ウィズ・ユー 若槻調査事務所の事件ファイル保科昌彦/東京創元社


 若槻調査事務所を訪れた男。娘が誘拐された、身代金受け渡しの場から犯人を尾行し、金と娘を取り返して欲しいという依頼に驚く所員。しかしどうも話が噛み合ない。よくよく聞いてみると、オンラインゲーム“ウィズ・ユー”という仮想空間での出来事だった。個人情報は分からずアバターのルックスは自由に変えられる、そんな空間で果たして誘拐犯を捕まえることはできるのか──?

 あたし自身がゲームをやらないので、ここで描写される“ウィズ・ユー”という設定についてのコメントは何もできない。恣意的じゃないかとツッコむだけの知識も、すごくリアルだと感心するだけの知識もないんだもん。バーチャルがリアルってのも変な言い方だけどさ。あたしが知っている最新のゲーム事情がWii Fit Plusだけというせいもあり、“ウィズ・ユー”内に登場するアバターもWiiの似顔絵的なものを想像しながら読んでたくらいだ。どうももっとリアルな映像らしいぞと気付いたのは、物語も中盤になってからだってんだから推して知るべし。

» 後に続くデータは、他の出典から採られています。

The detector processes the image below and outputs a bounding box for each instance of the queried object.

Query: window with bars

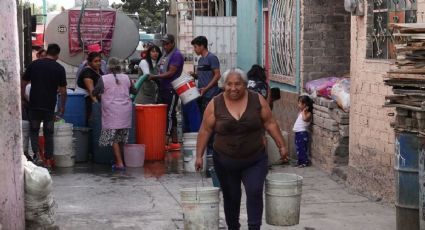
[367,0,417,59]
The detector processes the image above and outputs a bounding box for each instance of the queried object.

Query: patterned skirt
[99,129,130,146]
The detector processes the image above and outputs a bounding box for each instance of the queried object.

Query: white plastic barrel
[124,144,145,168]
[171,73,201,104]
[266,131,289,165]
[180,187,220,230]
[265,173,303,226]
[183,133,207,172]
[22,120,30,153]
[53,123,75,167]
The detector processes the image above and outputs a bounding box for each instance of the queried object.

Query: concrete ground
[52,153,395,230]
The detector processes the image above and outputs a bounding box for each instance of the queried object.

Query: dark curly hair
[298,95,313,113]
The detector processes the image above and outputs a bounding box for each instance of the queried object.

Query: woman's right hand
[195,157,204,172]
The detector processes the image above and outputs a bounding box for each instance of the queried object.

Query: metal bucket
[394,132,419,230]
[266,173,303,226]
[180,187,220,230]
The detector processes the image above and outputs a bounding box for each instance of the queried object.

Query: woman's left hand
[279,147,289,162]
[195,157,204,172]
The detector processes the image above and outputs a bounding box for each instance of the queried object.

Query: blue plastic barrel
[394,132,419,230]
[90,103,136,164]
[182,100,202,133]
[89,103,114,164]
[58,93,87,127]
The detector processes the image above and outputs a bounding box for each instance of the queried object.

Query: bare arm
[301,107,311,122]
[21,79,30,101]
[149,65,177,80]
[59,86,68,117]
[195,99,215,170]
[201,69,221,95]
[83,78,97,102]
[258,95,288,160]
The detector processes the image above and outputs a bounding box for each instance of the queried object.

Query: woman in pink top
[93,58,136,170]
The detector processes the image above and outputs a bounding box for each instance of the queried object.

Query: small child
[293,95,313,168]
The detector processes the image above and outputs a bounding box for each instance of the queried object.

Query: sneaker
[43,159,55,169]
[112,164,125,171]
[165,143,181,151]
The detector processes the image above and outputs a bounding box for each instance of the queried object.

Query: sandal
[112,164,125,171]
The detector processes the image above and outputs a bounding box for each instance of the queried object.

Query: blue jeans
[29,110,55,159]
[159,89,179,137]
[213,150,268,230]
[295,131,310,165]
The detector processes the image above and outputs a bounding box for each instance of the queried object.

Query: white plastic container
[265,173,303,226]
[124,144,145,168]
[180,187,220,230]
[171,73,201,104]
[266,131,289,165]
[53,123,75,167]
[22,120,30,153]
[183,133,207,173]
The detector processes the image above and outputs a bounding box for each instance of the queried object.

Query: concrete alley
[52,153,396,230]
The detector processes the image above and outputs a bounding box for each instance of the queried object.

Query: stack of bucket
[53,123,75,167]
[180,187,220,229]
[136,104,167,161]
[265,173,303,226]
[61,91,90,164]
[183,133,207,173]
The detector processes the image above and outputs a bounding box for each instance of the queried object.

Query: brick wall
[301,0,350,83]
[273,91,298,159]
[347,13,395,201]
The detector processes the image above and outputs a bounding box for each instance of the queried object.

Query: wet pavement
[52,152,395,230]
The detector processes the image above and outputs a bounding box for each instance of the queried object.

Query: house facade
[237,0,425,201]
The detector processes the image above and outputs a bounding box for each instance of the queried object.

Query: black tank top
[214,91,264,159]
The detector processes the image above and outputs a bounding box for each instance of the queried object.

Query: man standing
[21,44,67,168]
[191,36,220,115]
[149,34,184,150]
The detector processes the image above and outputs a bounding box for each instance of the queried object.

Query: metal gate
[177,0,237,73]
[269,0,296,85]
[194,17,237,73]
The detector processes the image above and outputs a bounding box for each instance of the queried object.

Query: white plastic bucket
[183,133,207,172]
[180,187,220,230]
[53,123,75,167]
[171,74,201,104]
[22,120,30,153]
[124,144,145,168]
[266,131,289,165]
[265,173,303,226]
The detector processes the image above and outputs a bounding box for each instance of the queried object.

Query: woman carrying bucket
[149,34,184,150]
[93,58,136,170]
[195,69,288,229]
[134,45,162,104]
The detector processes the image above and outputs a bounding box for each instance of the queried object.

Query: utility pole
[0,0,25,230]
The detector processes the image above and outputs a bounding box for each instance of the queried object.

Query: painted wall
[237,1,259,71]
[0,0,25,230]
[347,9,395,201]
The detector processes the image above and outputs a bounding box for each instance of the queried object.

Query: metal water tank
[45,8,139,66]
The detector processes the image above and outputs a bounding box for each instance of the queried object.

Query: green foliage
[112,0,168,33]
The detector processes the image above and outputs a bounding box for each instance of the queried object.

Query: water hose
[130,74,149,101]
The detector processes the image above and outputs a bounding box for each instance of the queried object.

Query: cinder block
[318,97,337,109]
[414,112,425,120]
[313,104,331,113]
[339,125,350,137]
[329,108,350,125]
[323,118,339,131]
[331,145,349,157]
[313,114,324,127]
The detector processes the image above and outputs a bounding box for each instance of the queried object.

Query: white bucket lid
[266,173,303,184]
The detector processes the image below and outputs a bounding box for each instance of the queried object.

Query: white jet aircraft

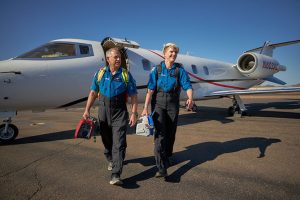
[0,37,300,142]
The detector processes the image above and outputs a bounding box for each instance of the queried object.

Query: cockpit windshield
[16,43,76,59]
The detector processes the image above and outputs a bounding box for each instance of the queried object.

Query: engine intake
[237,52,286,79]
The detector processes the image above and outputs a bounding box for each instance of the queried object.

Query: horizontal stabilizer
[209,87,300,96]
[245,40,300,57]
[263,76,286,85]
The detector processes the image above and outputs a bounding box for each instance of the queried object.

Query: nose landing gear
[0,117,19,143]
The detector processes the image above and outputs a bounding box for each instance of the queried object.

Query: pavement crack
[28,165,43,200]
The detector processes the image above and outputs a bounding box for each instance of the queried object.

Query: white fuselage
[0,40,262,111]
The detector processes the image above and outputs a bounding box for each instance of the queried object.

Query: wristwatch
[131,112,139,118]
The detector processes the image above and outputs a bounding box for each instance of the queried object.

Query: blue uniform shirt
[148,62,192,92]
[91,66,137,98]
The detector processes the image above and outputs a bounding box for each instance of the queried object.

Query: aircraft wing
[209,87,300,96]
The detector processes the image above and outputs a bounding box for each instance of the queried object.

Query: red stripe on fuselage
[148,49,247,90]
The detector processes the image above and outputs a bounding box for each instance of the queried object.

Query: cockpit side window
[142,59,152,71]
[79,45,90,55]
[191,65,198,74]
[16,43,76,59]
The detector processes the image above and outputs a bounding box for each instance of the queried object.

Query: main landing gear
[0,112,19,143]
[228,94,247,117]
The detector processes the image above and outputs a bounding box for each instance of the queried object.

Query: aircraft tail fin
[245,40,300,57]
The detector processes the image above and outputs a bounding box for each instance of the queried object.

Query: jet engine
[237,52,286,79]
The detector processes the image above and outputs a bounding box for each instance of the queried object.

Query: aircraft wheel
[0,124,19,143]
[228,106,235,117]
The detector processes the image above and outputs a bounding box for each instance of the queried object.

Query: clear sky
[0,0,300,84]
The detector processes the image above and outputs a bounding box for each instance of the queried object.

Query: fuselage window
[191,65,198,74]
[142,59,151,71]
[79,45,90,55]
[203,66,209,75]
[17,43,76,58]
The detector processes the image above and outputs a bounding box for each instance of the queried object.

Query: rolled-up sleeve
[180,68,193,91]
[91,70,99,93]
[148,67,157,90]
[128,72,137,96]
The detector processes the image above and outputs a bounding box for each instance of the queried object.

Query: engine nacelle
[237,52,286,79]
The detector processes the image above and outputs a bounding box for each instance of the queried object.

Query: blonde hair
[105,47,121,57]
[163,42,179,53]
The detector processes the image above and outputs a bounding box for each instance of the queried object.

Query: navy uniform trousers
[98,94,128,175]
[153,92,179,171]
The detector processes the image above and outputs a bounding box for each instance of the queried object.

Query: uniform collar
[105,66,122,75]
[161,61,176,69]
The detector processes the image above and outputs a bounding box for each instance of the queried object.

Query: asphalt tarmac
[0,94,300,200]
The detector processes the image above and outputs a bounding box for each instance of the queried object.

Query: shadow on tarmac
[178,101,300,126]
[0,130,75,146]
[123,137,281,189]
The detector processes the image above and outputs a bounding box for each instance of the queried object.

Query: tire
[0,124,19,143]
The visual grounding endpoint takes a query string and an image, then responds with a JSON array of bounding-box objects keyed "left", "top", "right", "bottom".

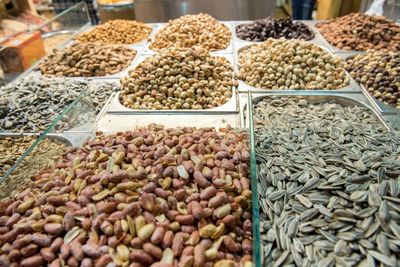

 ということで“ウィズ・ユー”絡みのパートについては「ほうほう、そういうルールなのね」ただ素直に受け取るしかできなかったわけだが、現実世界とリンクしてからは俄然前のめりで読み始めた。リアルの方の誘拐事件については、あっと言わされたし。この誘拐事件のくだり、その手法といい背景といい、けっこう練られている。過去の一事件としてあっさり流しちゃもったいない。もっともっと前面に出してドラマチックに演出してくれても良かったのにぃ、と思ったくらい。

 これっておそらくはシリーズ物になるんだろうけど、そのせいなのかな、若槻調査事務所の面々についてはしっかり肉付けされていて、個性もあって、生活もあるって感じがはっきり出ていてとても良い。もっと読みたいと思わせる。でも残念なのはその一方で、事件関係者の方が軒並み薄いってこと。特に“ウィズ・ユー”を展開している会社の社長令嬢がなあ……こういう状況ではこう、ああいう状況ではこう、という“フィクションに於ける美女の類型”めいた言動しかとらないってのが気になった。実は、あまりに言動が類型的なので、彼女は実は、過去のハードボイルドに登場する女性キャラクタの言動をインプットされたアバターで、リアル社会の話と見せかけて実は仮想世界の話だったというオチなんじゃないかと本気で推理していたほどだ。後半はキーパーソンになってくるだけに、もっと人となりが浮かび上がるようなリアルな個性を見せて欲しかったな。